Filmes sobre a China e o Tibet:
Adeus Minha Concubina (Ba Wang Bie Ji, CHI, 1993), de Kaige Chen
Na China de 1977 dois atores da Ópera de Pequim caminham por um estádio vazio, enquanto recordam como se conheceram e iniciaram suas carreiras, em 1925. Nesta época, na Academia Toda Sorte e Felicidade, os pequenos Douzi e Shitou se conhecem e ficam amigos, sendo que mais tarde integram juntos, a ópera Adeus, Minha Concubina.

Filhos do Tibet (Dreaming Lhasa, ING, 2005), de Ritu Sarin e Tenzing Sonam
A diretora Karma vai a Dharamsala rodar um filme sobre os prisioneiros políticos do Tibet. Lá entrevista Dhondup, um ex-monge que lhe confia um segredo.

Kundun (Idem, EUA, 1997), de Martin Scorsese
Biografia do 14º Dalai Lama, mostrando toda sua trajetória desde quando era um garoto de apenas 2 anos e foi identificado como a reencarnação do líder tibetano.

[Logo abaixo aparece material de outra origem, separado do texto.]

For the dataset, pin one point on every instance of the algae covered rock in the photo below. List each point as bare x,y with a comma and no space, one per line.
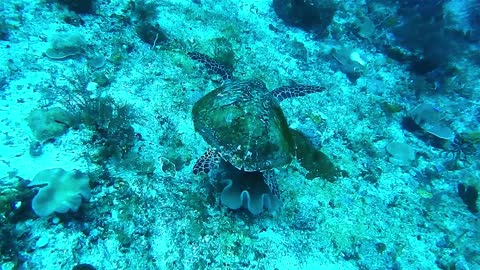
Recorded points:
48,124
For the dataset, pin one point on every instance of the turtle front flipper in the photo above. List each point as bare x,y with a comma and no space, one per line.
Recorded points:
292,91
271,181
207,162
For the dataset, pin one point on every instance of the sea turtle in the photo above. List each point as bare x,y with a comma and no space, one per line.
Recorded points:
245,126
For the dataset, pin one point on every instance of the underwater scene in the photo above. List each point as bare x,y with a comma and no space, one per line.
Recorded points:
239,134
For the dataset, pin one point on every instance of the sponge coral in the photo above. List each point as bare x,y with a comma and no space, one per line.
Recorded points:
63,191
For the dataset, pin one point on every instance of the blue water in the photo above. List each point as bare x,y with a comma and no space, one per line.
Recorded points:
243,134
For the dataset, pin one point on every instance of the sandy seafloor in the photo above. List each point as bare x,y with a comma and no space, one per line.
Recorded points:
379,215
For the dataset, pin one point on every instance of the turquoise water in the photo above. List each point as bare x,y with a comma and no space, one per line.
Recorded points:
243,134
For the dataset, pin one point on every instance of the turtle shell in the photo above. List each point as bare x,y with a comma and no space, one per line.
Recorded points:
244,122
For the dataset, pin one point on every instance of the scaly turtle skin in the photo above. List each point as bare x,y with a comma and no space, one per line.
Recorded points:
244,124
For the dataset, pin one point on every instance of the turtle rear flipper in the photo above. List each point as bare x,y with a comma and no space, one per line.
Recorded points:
292,91
313,160
207,162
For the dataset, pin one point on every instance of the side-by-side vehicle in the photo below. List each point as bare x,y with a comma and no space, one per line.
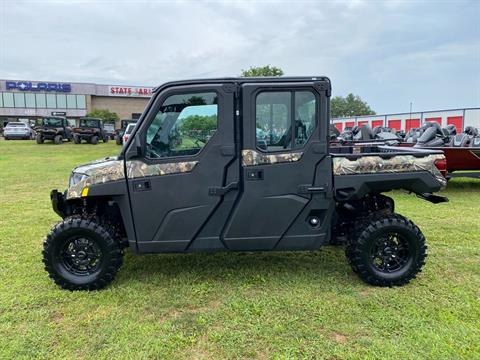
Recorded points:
241,164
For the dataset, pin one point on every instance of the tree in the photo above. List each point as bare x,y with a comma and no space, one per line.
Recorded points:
104,114
351,105
266,70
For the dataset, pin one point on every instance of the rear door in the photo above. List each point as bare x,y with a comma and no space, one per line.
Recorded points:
178,184
286,202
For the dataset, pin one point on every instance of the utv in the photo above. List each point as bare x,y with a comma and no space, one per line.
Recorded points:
119,132
53,128
241,164
91,130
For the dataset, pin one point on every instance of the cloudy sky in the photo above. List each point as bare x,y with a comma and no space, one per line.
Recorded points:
389,53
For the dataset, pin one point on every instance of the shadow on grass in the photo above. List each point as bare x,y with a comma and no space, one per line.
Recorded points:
329,262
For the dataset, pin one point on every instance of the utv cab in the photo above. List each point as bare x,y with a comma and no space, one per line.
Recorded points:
91,130
241,164
53,128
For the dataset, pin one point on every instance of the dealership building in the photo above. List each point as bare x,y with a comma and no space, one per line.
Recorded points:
25,100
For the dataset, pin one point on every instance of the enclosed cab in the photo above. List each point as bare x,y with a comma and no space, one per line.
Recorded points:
90,130
241,164
53,128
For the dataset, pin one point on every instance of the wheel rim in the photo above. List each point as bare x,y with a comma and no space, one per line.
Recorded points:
390,252
81,256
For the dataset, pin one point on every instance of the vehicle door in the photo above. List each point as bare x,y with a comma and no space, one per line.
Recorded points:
286,201
178,183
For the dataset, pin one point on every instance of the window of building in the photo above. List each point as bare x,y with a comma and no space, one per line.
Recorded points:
81,102
61,101
8,99
276,116
41,101
71,102
30,100
183,125
51,101
19,99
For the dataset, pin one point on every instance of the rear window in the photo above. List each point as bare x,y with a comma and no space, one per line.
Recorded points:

Nenhum a Menos (Yi Ge Dou Bu Neng Shao, CHI, 1999), de Zhang Yimou
Gao é professor da Escola Primária Shuiquan e precisa sair de licença para cuidar da mãe doente. A única pessoa que aceita substituir o professor é uma menina de 13 anos Wei Minzhi. Gao instrui Wei a não permitir que nenhum de seus alunos abandone o curso prometendo-lhe 10 yuans extras em seu pagamento. Wei faz de tudo para manter os alunos na escola, até que um garoto de 10 anos, é obrigado a partir para a cidade em busca de trabalho. Para trazê-lo de volta, Wei inicia um incasável jornada à procura de seu aluno na cidade grande.

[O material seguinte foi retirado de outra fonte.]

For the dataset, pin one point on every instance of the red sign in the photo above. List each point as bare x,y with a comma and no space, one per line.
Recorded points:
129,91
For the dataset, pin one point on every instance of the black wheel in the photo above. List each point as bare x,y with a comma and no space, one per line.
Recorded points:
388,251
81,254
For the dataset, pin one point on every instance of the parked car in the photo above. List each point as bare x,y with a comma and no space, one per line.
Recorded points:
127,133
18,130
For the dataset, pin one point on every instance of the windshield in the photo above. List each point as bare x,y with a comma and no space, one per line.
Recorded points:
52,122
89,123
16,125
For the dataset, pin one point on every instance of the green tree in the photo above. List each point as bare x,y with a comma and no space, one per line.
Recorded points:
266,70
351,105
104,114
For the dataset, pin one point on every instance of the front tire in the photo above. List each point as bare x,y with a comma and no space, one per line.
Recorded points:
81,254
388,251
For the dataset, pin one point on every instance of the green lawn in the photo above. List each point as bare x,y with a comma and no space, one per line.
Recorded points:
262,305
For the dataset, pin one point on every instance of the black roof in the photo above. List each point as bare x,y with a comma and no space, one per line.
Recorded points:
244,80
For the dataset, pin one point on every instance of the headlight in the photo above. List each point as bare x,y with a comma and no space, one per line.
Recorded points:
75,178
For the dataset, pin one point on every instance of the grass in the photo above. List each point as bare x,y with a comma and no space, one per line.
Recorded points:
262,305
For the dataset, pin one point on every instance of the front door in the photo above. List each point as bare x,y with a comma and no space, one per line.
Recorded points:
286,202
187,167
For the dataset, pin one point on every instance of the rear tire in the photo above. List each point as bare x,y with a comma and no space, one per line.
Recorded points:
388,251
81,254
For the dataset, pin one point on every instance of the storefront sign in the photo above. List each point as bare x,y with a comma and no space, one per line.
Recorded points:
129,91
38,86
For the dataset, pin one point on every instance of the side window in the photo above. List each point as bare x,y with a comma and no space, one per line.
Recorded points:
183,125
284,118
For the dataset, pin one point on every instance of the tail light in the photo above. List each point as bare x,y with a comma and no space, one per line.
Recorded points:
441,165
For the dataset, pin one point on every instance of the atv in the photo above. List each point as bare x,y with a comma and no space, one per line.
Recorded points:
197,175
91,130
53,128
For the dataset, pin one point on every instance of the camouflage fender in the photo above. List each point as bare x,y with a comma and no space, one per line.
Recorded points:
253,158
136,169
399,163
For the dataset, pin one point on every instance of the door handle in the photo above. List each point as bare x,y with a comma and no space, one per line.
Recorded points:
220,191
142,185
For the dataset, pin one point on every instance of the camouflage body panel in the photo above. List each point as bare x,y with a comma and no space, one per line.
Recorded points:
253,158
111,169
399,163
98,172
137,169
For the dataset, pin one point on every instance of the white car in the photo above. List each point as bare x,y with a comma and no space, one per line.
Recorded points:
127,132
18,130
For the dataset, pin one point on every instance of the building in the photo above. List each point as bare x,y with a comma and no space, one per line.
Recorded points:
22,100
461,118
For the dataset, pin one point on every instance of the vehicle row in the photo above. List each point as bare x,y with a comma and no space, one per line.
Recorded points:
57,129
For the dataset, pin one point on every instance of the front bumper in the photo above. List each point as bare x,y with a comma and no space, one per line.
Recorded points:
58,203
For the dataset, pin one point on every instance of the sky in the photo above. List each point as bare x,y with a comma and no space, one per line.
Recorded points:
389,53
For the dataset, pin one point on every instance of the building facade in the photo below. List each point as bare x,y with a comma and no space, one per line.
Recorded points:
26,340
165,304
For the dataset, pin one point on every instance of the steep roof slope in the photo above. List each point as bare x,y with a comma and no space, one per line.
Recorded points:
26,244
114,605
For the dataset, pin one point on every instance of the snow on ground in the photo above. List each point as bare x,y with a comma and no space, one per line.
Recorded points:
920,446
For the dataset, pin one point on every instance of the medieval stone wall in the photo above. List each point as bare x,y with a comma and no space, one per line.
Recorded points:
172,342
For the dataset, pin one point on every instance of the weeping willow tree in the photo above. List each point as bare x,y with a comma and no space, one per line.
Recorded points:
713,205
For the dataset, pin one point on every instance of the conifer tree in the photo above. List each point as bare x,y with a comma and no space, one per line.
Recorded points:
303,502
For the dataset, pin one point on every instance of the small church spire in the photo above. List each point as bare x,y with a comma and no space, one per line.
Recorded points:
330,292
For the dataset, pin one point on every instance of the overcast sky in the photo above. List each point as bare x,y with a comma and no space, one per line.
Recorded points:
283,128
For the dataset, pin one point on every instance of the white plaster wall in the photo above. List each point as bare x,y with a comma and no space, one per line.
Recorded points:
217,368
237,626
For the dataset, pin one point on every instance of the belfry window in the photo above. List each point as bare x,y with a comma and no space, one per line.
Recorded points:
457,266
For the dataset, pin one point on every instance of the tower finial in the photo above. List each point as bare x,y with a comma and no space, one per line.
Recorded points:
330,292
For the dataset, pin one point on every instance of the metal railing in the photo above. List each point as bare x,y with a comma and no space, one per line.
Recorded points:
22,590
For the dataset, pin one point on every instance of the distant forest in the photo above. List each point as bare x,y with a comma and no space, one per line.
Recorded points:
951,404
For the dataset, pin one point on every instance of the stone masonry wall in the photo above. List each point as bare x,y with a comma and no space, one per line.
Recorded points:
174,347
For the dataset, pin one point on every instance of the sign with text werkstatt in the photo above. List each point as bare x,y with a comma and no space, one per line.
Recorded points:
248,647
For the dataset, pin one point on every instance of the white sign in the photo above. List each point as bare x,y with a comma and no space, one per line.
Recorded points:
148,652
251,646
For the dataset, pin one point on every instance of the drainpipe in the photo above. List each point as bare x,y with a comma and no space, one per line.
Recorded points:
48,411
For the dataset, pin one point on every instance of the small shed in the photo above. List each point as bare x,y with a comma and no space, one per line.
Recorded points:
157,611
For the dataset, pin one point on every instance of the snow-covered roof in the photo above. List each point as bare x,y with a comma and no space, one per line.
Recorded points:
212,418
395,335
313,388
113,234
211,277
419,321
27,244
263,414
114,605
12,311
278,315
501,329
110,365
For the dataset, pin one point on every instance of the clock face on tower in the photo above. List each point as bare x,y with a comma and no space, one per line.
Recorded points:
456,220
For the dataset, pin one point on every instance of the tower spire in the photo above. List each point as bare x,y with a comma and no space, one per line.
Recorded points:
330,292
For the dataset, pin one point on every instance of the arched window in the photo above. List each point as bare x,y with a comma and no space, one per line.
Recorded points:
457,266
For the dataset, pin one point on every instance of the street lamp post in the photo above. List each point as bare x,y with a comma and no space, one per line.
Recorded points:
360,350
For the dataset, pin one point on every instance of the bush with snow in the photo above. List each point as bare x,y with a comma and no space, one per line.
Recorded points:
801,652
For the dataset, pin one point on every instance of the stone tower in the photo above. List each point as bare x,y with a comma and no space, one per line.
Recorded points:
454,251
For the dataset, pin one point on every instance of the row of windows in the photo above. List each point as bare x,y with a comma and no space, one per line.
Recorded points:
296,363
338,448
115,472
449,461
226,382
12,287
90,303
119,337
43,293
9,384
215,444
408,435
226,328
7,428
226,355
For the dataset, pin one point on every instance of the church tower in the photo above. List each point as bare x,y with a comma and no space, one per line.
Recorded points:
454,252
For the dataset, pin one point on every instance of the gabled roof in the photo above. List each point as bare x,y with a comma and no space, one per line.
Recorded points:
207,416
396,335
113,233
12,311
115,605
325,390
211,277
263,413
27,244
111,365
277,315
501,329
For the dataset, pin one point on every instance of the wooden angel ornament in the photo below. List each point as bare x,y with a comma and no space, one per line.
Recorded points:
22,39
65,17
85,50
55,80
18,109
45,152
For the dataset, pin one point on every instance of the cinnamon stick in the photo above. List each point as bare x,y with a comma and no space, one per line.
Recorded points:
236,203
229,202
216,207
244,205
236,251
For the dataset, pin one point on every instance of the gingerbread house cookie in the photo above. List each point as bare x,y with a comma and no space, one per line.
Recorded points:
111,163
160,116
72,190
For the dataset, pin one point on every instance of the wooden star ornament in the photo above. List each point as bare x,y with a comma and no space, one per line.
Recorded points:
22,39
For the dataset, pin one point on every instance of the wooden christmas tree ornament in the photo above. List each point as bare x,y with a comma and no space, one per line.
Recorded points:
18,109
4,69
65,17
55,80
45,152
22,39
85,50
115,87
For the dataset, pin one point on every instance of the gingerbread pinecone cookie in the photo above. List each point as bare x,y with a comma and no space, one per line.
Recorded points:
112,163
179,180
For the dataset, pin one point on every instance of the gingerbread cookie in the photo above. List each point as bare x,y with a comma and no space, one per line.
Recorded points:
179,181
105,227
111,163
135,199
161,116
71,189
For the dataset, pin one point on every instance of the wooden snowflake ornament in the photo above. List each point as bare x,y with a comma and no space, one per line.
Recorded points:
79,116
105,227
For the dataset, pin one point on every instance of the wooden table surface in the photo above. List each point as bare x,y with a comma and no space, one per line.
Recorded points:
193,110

Sete Anos no Tibet (Seven Years in Tibet, 1997), de Jean-Jacques Annaud
Após decidir escalar um dos picos mais altos do Himalaia, um alpinista austríaco corajoso e egoísta é preso pelos ingleses, durante à 2ª Guerra Mundial. O alpinista escapa de seu cativeiro e retoma sua jornada até encontrar o jovem Dalai Lama, que o auxilia a recobrar sua espiritualidade.

Tempo de Viver (Huozhe, CHI, 1994), de Zhang Yimou
Um retrato político da China dos anos 40 à década de 80, através de um casal que passa por diversos problemas e acontecimentos ao longo dos anos, e que acaba vendo seu padrão de vida cair.